# Ford 2000 Vacuum Lines



## marcusmerritt (Apr 10, 2015)

1965 Ford 2000; 3 cyl; 4/1 transmission....my tractor seems to not idle high enough and is 'surging' a bit. Put most of a can of Seafoam in the gas tank and that helped a bit. I posted a question about the engine speeds on this forum and got some good advice. Also was talking to a mechanic who owns several tractors and he suggested checking to see if I had any vacuum lines that might be bad. I've looked all over the engine and don't see any vacuum lines. I'm used to them on my F150 but sure don't see any on my tractor. Does my 3 cylinder use any vacuum lines? Thanks for any input.


----------



## EdF (Sep 15, 2014)

Marcus,

The only vacuum line that I'm aware of on a 2000 is the vacuum advance line to the distributor. You could have a leaking diaphragm? To check this, disconnect the line and plug it to see if it affects engine performance. 

Another possible source of air leakage is around the carburetor throttle plate shaft due to worn shaft and bushings? Spray some starting fluid around this opening with engine running to see if it affects performance.


----------



## marcusmerritt (Apr 10, 2015)

Ah! I missed that vac. line. I know my F150 runs rough as a cob if the vacuum lines are not in good shape. Will take another look and also see if the starter fluid has any effect. Many thanks.


----------



## HarveyW (Sep 15, 2014)

Marcus,

Did you find the vacuum leak?


----------



## marcusmerritt (Apr 10, 2015)

No, actually no vacuum hose found attached to the distributor. Nor did I find a place to attach a hose. There is a half inch opening on the side of the distributor body but it does not appear to be a hose connection. Am I missing something??

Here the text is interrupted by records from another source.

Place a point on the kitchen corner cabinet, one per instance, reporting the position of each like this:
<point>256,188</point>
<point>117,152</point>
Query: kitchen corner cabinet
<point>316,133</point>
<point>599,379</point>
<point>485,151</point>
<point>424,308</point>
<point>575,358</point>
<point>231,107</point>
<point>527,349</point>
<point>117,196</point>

I am taking the tractor to a mechanic today so see if they can fix the 'surging' issue and I'll confirm that there is, or is not, a vacuum to the distributor and will report back. They tell me they're backed up for a week or so so it'll be a few days before I can report the news. Thanks.


----------



## HarveyW (Sep 15, 2014)

You are apparently missing a vacuum advance diaphragm on your distributor. From what I've read, replacement diaphrams are virtually impossible to find. Ask your mechanic about this.


----------



## marcusmerritt (Apr 10, 2015)

I took my 2000 to a mechanic yesterday and emailed him this morning to check the distributor as you suggested. No word yet but will report back on what he finds. Thanks.


----------



## marcusmerritt (Apr 10, 2015)

Got my 2000 3 cylinder gasser back from the tuneup shop couple of weeks ago and I'm happy to report that it runs much better. I asked the mechanic about the vacuum advance diaphragm which is missing and was surprised when he said that it is indeed missing but not to worry much about it. He plugged the vacuum line at the carb and said that I may find that the tractor misses a bit if I accelerate too fast but that the missing would even out in a short time. So, no vacuum action on my tractor but it's running fine and I can easily live with that. I had assumed that the vacuum advance was critical but apparently not.


----------